But does the opposite tell us something too? If a word is used frequently in a lot of documents in a large corpus, but infrequently in one subset of documents except in one local sub-subset in which it occurs highly frequently (e.g., one page of a novel)  can we infer something about those sub-subset passages? For example, imagine this was true: "Hunter Thompson rarely used the word "lovely", but he uses it four times on one page of Hell's Angels, which really tells us something about the tone of that particular passage." That "lovely" page would be a sub-subset of the Hunter Thompson subset.

I would call it something like a Black Swan usage.

My hunch is this could be done with an approach similar to Divergence from Randomness model (which I can only claim to understand at a gross intuitive level, not an in-the-weeds algorithmic level). My hunch is that Black Swans are not quite the same as simply diverging from random because you need the average within-document occurrence rate over the whole corpus, the average within-document occurrence rate over the subset (the author), and the Black Swan occurrence rate over the sub-subset (among other variables, I suppose).

If anyone knows of techniques to do this, please lemme know.

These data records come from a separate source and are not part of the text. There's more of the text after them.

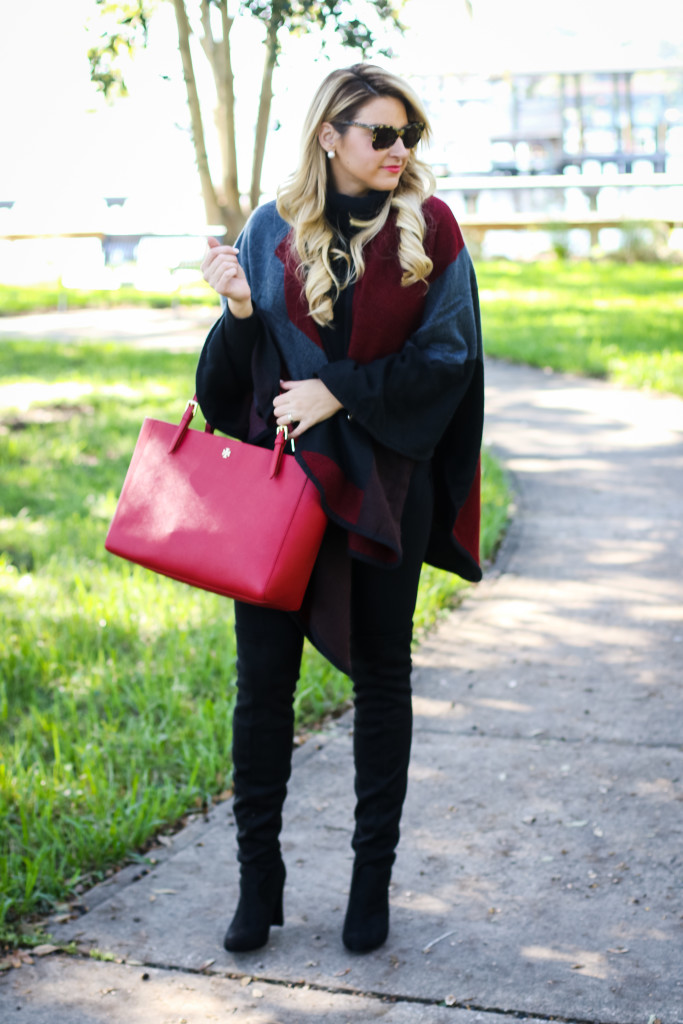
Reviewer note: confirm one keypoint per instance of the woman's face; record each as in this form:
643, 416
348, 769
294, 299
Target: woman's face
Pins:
356, 168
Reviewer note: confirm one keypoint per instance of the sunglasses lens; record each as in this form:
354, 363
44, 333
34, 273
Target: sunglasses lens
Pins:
384, 138
412, 136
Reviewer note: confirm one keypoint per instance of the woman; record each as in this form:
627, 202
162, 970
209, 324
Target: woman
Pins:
352, 320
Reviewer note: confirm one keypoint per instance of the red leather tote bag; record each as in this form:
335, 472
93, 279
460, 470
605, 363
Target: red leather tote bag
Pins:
219, 514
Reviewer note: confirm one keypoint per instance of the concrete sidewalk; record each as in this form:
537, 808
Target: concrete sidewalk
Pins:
539, 875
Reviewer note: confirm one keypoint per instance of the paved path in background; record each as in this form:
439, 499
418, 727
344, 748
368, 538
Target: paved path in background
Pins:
539, 875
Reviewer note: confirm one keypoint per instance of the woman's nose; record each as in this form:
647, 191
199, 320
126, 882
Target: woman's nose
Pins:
398, 150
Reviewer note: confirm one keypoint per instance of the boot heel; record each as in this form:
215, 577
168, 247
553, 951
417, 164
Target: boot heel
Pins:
260, 906
367, 922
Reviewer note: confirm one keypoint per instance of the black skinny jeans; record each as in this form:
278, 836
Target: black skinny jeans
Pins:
269, 646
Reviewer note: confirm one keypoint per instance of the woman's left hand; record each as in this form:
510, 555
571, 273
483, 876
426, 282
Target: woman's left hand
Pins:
304, 403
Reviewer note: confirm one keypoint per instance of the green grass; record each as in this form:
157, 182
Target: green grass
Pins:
620, 322
116, 685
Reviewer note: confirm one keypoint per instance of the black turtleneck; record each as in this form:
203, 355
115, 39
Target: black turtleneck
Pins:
340, 210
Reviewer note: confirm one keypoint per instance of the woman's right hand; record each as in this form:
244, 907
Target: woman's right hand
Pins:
222, 271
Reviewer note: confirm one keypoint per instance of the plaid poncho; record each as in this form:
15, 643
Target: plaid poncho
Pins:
411, 384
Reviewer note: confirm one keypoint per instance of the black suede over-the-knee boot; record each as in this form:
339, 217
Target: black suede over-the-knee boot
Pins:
382, 749
268, 657
382, 608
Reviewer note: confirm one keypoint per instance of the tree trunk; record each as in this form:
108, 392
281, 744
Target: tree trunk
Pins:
213, 211
265, 100
218, 55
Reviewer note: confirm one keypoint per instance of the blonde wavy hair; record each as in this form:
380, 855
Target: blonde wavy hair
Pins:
301, 200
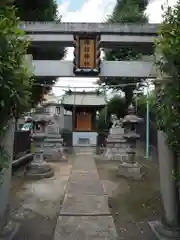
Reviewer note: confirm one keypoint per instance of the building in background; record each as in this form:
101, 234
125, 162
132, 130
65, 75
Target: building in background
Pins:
84, 107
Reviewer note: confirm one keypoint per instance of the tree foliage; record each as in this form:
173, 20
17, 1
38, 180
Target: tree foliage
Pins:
142, 105
44, 11
168, 99
117, 106
15, 78
125, 11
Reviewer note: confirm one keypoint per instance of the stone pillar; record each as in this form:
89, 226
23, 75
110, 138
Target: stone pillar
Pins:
169, 193
5, 175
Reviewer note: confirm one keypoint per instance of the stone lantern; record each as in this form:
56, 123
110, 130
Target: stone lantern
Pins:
38, 168
130, 168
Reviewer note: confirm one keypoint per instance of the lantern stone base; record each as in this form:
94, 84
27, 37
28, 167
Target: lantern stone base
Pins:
133, 170
163, 233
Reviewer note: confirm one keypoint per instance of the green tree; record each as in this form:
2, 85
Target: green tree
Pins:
15, 78
142, 105
40, 10
117, 106
168, 98
126, 11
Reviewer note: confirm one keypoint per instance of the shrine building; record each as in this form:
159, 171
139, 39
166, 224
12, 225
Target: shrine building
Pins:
84, 107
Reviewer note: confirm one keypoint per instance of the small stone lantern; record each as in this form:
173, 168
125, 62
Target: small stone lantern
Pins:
130, 168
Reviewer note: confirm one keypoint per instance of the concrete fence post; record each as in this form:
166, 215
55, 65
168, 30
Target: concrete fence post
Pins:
169, 228
5, 175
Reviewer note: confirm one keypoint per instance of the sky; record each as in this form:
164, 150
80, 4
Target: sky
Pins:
95, 11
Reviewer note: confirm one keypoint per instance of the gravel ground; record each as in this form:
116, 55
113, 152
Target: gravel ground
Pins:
35, 205
132, 202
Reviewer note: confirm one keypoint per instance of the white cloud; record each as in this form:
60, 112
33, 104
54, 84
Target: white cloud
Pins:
97, 11
91, 11
154, 9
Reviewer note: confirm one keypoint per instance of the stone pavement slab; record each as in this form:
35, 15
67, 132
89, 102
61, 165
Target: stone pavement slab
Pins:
85, 205
85, 213
85, 228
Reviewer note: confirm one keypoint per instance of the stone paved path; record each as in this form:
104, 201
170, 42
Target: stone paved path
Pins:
85, 213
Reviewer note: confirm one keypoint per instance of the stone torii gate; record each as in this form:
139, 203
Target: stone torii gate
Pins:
87, 40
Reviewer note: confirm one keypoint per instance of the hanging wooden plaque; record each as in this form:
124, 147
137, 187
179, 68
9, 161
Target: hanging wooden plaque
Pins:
86, 55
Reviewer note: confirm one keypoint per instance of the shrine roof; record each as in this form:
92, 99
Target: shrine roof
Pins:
84, 99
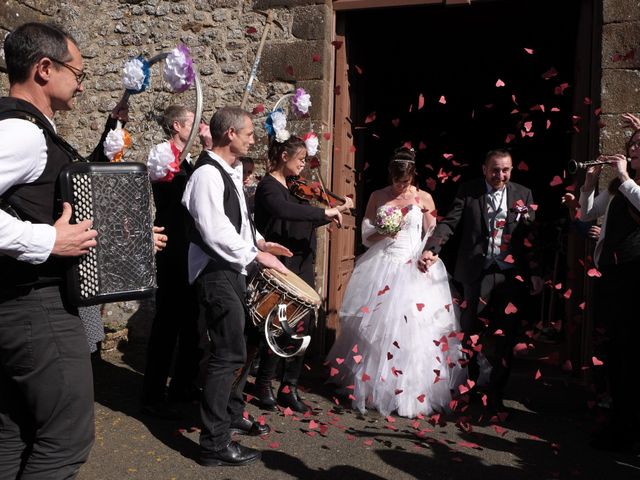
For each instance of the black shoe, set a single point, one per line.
(161, 410)
(255, 367)
(288, 397)
(233, 454)
(265, 397)
(248, 426)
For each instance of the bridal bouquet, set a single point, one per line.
(389, 220)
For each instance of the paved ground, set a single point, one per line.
(544, 437)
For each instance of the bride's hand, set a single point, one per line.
(427, 259)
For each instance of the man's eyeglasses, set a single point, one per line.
(79, 74)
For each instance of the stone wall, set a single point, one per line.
(620, 70)
(223, 37)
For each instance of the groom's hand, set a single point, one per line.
(427, 259)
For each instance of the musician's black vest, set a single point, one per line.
(622, 237)
(231, 208)
(38, 201)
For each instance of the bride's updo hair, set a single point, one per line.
(403, 164)
(277, 149)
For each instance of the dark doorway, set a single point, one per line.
(458, 81)
(493, 74)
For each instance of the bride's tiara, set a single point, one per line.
(402, 160)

Ahhhh, Friday night, red wine, and goofing on corpus linguistics algorithms....

3 comments:

Unknown said...

Looks like a good example of the need for hierarchical models in linguistics. We can imagine estimating means for probabilities of Hunter S Thompson producing various words, but he himself comes from a population of English speakers and so his frequencies, while distinct, are dependent on the global population. We could then zoom in and estimate probabilities for finer-grained groups like books, chapters, paragraphs, etc., which would be dependent on higher levels in the model.

Chris said...

Agreed. Kyle Wade Grove made a similar point on Twitter. I'm not well versed in hierarchical models, so imma need to auto-didacticate myself.

Pedro Santana said...

I don't know if I am quite wrong, but it seems to me that the question basically depends on the series of sub-sub- sets chosen. Then we have whether they are chosen in a priori way (a given dialect or corpus, speaker, piece of discourse) or empirically after observing actual frequencies. I imagine that some cases will not be surprising (the oncologist case) and some will be completely unexpected, which will make them more meaningful in some sense. What I do not know is how to do this (apply the empirical approach to a corpus considered as a continuum)in an efficient way, I mean how for a really big big corpus to discover the words whose frequency oscillates too strongly within the whole corpus. Think of the relative frequencies of one term along the corpus as a time series: a special subset will suppose a jump in the frequencies of that term. I imagine that, in any case, the point is to find out differences from an otherwise homogeneous distribution. Finally, if lacks of homogeneity are observed for a number of words, there is still the task of choosing which unhomogeneities are more meaningful.